Beginning, Monday, September 21, Butte-Silver Bow Water Division Crews will begin flushing water lines via fire hydrants throughout Butte-Silver Bow. This process is part of a routine maintenance program necessary to maintain the integrity of the water system allowing for the continued delivery of the highest quality water possible to our customers.
Due to the line flushing process, residents in the immediate vicinity of the work may experience temporary discoloration of their water. This discoloration consists primarily of harmless silt and air and does not affect the safety of the water. If you experience discoloration in your water after crews have been flushing in your neighborhood, clear the pipes in your home by running all water faucets, primarily outside hoses for a few minutes.
The same philosophy of preventive water line maintenance is one that you should conduct in your own home to ensure your home’s water quality. Your home’s water heater should be drained and flushed on a regular basis, according to manufacturers’ recommendations, to keep it working effectively and efficiently.
For questions of concerns, please contact Butte-Silver Water Division Manager, Brian Wilkins at (406) 497-6515 or firstname.lastname@example.org .
FREQUENTLY ASKED QUESTIONS RELATED TO WATER LINE FLUSHING:
Q: Why does the water system need to be routinely flushed?
A: The city’s water distribution system is a complex network of pipes and storage tanks where sediment or deposits may naturally accumulate over time. If not removed, these materials may cause water quality deterioration, taste and odor problems, or discoloration of the water. Water may also stagnate in lesser used parts of the distribution system. This can result in degraded water quality.
Q. When does flushing normal occur?
A. Normally, flushing takes place for approximately a one week period during early spring and early fall.

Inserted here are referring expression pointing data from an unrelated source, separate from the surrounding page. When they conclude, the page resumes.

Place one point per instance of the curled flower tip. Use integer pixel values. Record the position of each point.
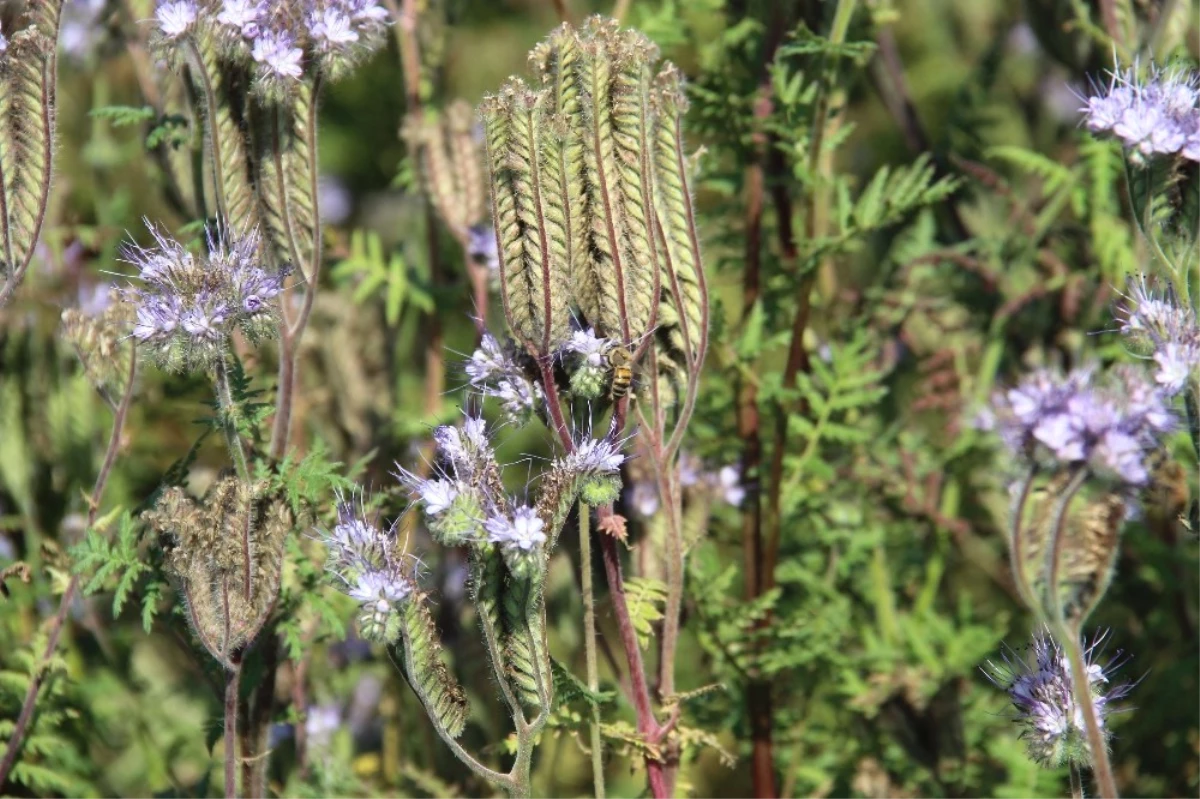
(1044, 703)
(331, 29)
(1151, 116)
(175, 18)
(523, 532)
(1075, 420)
(729, 482)
(1155, 312)
(595, 455)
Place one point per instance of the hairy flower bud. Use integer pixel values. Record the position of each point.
(1044, 703)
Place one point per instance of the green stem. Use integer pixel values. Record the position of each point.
(228, 412)
(1081, 686)
(589, 646)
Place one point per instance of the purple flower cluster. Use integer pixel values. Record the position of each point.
(187, 307)
(1077, 420)
(523, 530)
(1152, 116)
(280, 38)
(465, 500)
(367, 565)
(481, 246)
(1157, 324)
(495, 373)
(1044, 703)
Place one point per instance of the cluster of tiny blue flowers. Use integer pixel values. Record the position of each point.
(724, 482)
(1152, 116)
(481, 246)
(492, 372)
(187, 306)
(279, 38)
(367, 565)
(1156, 324)
(1044, 704)
(465, 502)
(1077, 420)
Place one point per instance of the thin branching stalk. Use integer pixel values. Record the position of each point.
(1056, 544)
(52, 643)
(292, 331)
(1081, 686)
(1017, 541)
(589, 647)
(1077, 784)
(228, 410)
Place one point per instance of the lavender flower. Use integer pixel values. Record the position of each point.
(589, 347)
(319, 725)
(187, 307)
(493, 373)
(522, 533)
(1073, 419)
(277, 55)
(367, 565)
(594, 456)
(1155, 116)
(1043, 701)
(175, 18)
(438, 494)
(331, 29)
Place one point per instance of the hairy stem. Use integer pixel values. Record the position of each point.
(291, 334)
(1077, 784)
(233, 678)
(589, 647)
(228, 412)
(1081, 686)
(647, 725)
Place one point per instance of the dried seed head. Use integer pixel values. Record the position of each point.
(101, 341)
(227, 552)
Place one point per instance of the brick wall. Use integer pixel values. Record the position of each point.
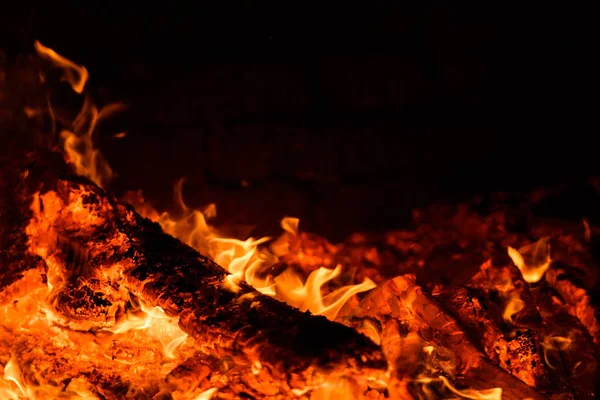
(347, 123)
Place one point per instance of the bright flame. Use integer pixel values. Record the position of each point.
(514, 305)
(75, 75)
(532, 260)
(206, 395)
(486, 394)
(77, 141)
(246, 260)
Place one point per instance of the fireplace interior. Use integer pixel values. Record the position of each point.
(425, 171)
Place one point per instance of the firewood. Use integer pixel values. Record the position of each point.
(401, 300)
(109, 245)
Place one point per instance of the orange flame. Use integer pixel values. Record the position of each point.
(532, 260)
(75, 75)
(246, 260)
(77, 142)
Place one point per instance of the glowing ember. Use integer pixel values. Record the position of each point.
(104, 305)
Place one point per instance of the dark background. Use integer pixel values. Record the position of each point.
(346, 116)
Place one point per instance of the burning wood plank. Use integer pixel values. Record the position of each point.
(412, 322)
(102, 260)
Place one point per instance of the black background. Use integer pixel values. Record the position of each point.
(345, 115)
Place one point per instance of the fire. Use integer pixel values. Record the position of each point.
(246, 260)
(81, 324)
(532, 260)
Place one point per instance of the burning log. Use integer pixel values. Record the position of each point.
(412, 322)
(102, 261)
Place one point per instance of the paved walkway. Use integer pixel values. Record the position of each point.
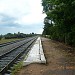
(60, 60)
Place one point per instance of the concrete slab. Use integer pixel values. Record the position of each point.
(36, 54)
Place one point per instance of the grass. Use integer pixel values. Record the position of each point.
(7, 40)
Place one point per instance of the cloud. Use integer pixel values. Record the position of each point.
(18, 15)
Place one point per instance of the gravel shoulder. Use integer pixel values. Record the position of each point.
(60, 60)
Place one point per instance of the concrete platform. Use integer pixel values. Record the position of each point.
(36, 54)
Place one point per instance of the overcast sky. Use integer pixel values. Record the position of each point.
(21, 16)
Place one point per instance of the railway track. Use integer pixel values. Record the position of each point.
(8, 43)
(9, 58)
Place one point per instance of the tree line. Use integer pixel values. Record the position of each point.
(59, 23)
(16, 35)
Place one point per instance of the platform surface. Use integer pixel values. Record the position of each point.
(36, 54)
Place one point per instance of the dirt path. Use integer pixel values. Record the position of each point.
(60, 61)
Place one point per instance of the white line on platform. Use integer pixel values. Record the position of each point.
(36, 54)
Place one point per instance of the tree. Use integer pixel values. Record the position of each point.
(62, 14)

Q. Is the Water Division the only ones that flush the lines?
A. No, Fire Departments are required to flush hydrants when they are testing hydrants to make sure adequate flow and pressure is available.
Q. What should I do when I see city crews flushing hydrants in my area?
A. If you see a city crew flushing hydrants, PLEASE DRIVE CAREFULLY.
Q. What should I do after the flushing?
A. If the tap water is used during flushing, it could come out full of sediment and discoloration. If you encounter discolored water, shut the water off and wait several minutes. After waiting, check the clarity by running cold water for a few minutes allowing new water to work its way into your pipes. If not, wait a few more minutes and check again. In some cases, you may experience slight discoloration for a few hours. This discoloration only affects the appearance of the water; it does not affect the taste or water quality.
Q. What should I do if my water pressure or volume seems low after flushing?
A. Check your faucet and washer screens for trapped debris.
Q. Why does the water look funny after hydrant flushing?
A. When a hydrant is opened, there will always be temporary incidences of discolored water containing fine sediment particles. There is no health hazard associated with discolored water. Allow a few hours for discoloration to dissipate. To verify the water has settled, allow your cold water tap to run a few minutes. If the discoloration persists for more than twenty-four (24) hours, please contact our Water Division Shop at (406) 497-6540.
Q. Is it OK to drink sediment-laden or discolored water during temporary disturbance events?
A. It is recommended that water users wait until the water has cleared before using it for potable purposes.
Q. How is the flushing program related to hydrant testing by the fire departments?
A. The Butte Silver-Bow Fire Department, along with other fire departments supported by our water system, also conducts routine “flow testing” of fire hydrants. This is an important effort toward ensuring hydrant effectiveness for fire control purposes. Such testing is a separate effort independent from the Water Division flushing program and assists us with knowing if our fire hydrants are working properly.
Q. What is the silt in the water system after flushing?
A. Water contains minerals and these minerals react with the inside of the pipe to produce the by-product. This chemical reaction between the pipe and water is a normal and natural process. This process can occur on the inside of the pipe and prevent an adequate volume of water flow. The flushing process removes much of this by-product.
Q. What will happen if fire hydrants are turned on or off too quickly?
A. This will cause “water hammer”, which is a pressure surge or wave when water in motion is forced to stop or change direction suddenly. The pressure wave can cause major problems, from noise and vibrations to pipe collapse. In home plumbing, this is experienced as a loud bang resembling a hammering noise. Water Division and Fire Department Employees have received instruction on how to operate fire hydrant valves slowly to avoid water hammer.